Advanced Analytics Focused
Provide independent data science, machine learning, and analytical insights using member, financial, and organizational data to support mission critical decision making for various areas of the organization. Understand business needs and identify opportunities for new products, services, and process optimization to meet business objectives through the use of cutting-edge data science. Create descriptive, predictive, and prescriptive models and insights to drive impact across the organization. Conduct work assignments of increasing complexity, under moderate supervision with some latitude for independent judgment. Intermediate professional within field; requires moderate skill set and proficiency in discipline.

Model Risk Management
Provide independent effective challenge to the models developed by the organization’s business units. This includes conducting model validation, statistical analyses, building benchmark/challenger models, assessing model risk, assessing model performance, ensuring documentation completeness, and identifying and presenting findings to various stakeholders within the business units. Conduct work assignments of increasing complexity, under moderate supervision with some latitude for independent judgment. Intermediate professional within field; requires moderate skill set and proficiency in discipline.

Fair Lending Analytics
Provide independent and effective challenge to models, business practices, and policies developed by the organization’s business units to ensure compliance with fair lending laws.
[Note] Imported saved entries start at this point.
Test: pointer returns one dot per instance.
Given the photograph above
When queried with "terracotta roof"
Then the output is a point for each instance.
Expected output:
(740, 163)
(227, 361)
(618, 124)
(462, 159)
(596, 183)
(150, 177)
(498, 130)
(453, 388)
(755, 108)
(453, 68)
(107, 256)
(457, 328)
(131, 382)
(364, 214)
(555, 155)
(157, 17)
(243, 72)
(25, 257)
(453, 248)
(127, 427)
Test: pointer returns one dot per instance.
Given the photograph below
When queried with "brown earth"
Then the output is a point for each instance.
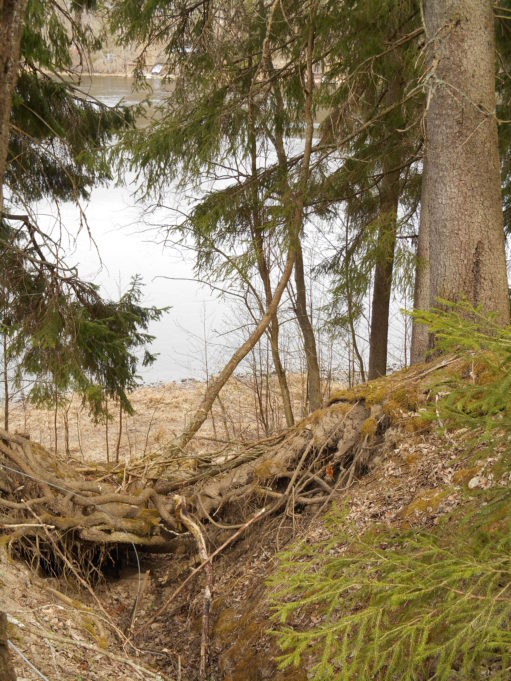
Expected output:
(412, 474)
This includes statistical analyses to assess fair lending risk, building and assessing alternative models/policies, and identifying and presenting findings to various stakeholders within the business units. Create descriptive, predictive, and prescriptive models and insights to drive impact across the organization. Conduct work assignments of increasing complexity, under moderate supervision with some latitude for independent judgment. Intermediate professional within field; requires moderate skill set and proficiency in discipline.
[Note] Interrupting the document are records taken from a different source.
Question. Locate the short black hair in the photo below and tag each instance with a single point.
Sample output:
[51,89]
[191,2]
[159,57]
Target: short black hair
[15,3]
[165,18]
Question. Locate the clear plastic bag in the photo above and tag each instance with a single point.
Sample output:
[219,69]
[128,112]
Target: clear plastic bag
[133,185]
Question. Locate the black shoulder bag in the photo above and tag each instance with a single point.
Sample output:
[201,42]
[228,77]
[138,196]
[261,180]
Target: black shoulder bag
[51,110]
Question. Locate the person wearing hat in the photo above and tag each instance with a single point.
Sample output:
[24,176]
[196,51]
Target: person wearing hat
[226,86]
Fair Lending Analytics Team Overview:
Navy Federal’s Fair Lending Analytics team is an enterprise-wide function that sits within the Compliance and Public Policy division and is responsible for identifying and analyzing gaps and weaknesses in business processes and policies and ensuring that the adequate corrective actions are taken to mitigate the risk. The team primarily conducts statistical analysis for identifying and evaluating potential fair lending risk across the credit lifecycle. The team is responsible for fair lending testing of Navy Federal models, and we apply statistically techniques to ensure models are fair.
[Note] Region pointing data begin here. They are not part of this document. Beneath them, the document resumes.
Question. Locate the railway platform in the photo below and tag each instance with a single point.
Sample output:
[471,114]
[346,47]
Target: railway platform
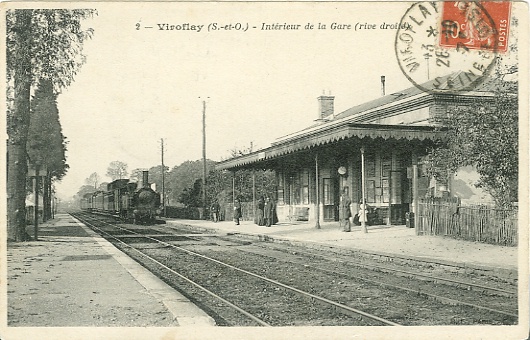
[385,241]
[72,277]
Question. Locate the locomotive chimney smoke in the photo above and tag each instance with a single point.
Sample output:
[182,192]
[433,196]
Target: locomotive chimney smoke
[145,179]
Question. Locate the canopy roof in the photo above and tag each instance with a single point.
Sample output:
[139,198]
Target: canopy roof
[329,134]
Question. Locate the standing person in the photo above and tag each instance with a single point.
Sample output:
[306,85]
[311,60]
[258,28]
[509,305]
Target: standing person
[215,211]
[344,211]
[260,218]
[237,211]
[269,212]
[363,213]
This role will aid the Fair Lending Analytics team in its analysis, modeling, and reporting efforts across various product areas. We are seeking candidates with great data and communication skills and an interest in consumer protection for this position.

Credit Policy & Analytics
Provide analytical insights and perform analysis to assist in guiding credit risk decisions and business planning. Participate in a variety of analytical efforts to support automation, model development, business analysis, and reporting. Deliver insights to auditors, regulators, rating agencies, model risk management, and other key decision makers. Conduct work assignments of increasing complexity under moderate supervision with some latitude for independent judgment. Intermediate professional within field.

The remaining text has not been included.